Within our selection of ML models, SVM emerged as the most efficacious clinical-radiomics model, demonstrating high accuracy even during external validation. To tackle the interpretability challenges inherent in complex ML models, we utilized SHAP methodology. This technique elucidates the decision-making process at the cohort level, enhanced by intuitive visualizations, allowing for a nuanced understanding of how individual variables influence predictions, thus building trust in AI among clinicians31,32. It identified five principal predictors of postoperative rehemorrhage risk: three radiomics features from noncontrast CT scans and two clinical factors. The significance of noncontrast CT radiomics features was anticipated due to their correlation with rehemorrhage risk. These features, detailed by radiomics, provide a more comprehensive and objective assessment than traditional imaging alone. While the biological correlation of certain texture features may seem abstract at first glance, these characteristics are instrumental in delineating the complex nature of hematoma beyond basic parameters like shape and volume. Additionally, admission SBP and time to surgery were confirmed as crucial clinical predictors, consistent with evidence that blood pressure variability impacts rehemorrhage risk33. Rigorous blood pressure monitoring, with real-time and dynamic assessments, is essential for effective management. The first 6 h after onset are pivotal, with unstable hemostasis due to hematoma pressure on ruptured vessels heightening the risk of rehemorrhage post-surgery.
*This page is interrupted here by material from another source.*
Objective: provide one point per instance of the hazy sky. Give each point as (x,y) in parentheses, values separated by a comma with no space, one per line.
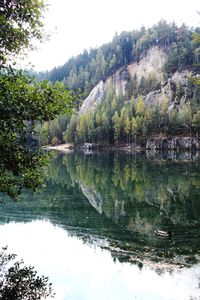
(76,25)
Postponing surgery after 6 h markedly reduces these risks, underscoring the critical nature of surgical timing34. Together with SHAP, SVM offers a detailed insight into the impact of variables on outcomes, proving invaluable for predicting postoperative rehemorrhage and enhancing the role of ML in clinical decision-making and improving patient outcomes.

Our study presented 3 limitations. Firstly, our investigation was conducted using a retrospective design. To ensure the generalizability and validity of the ML model, prospective studies are warranted. Secondly, the clinical relevance of these AI-generated features might be challenging to interpret; however, advancements in radiomics and visualization tools are bridging this gap, enhancing our understanding and integration of these technologies into clinical practice35,36. Efforts to address the mentioned shortcomings are continuously underway37,38,39. Thirdly, the limited sample size constituted another limitation, underscoring the need for further studies with larger cohorts to corroborate the predictive potential of our findings.

Conclusions

In conclusion, our evaluation identified the SVM model, integrating noncontrast CT radiomics and clinical data, as the most effective ML approach for predicting postoperative rehemorrhage in HICH patients. This innovative combination of noncontrast CT radiomics with clinical data through ML, particularly our refined SVM model, promises to enhance the accuracy of postoperative rehemorrhage risk assessment. Anticipated to support clinicians in decision-making for high-risk patients, this development could lead to early, personalized interventions, significantly improving patient outcomes.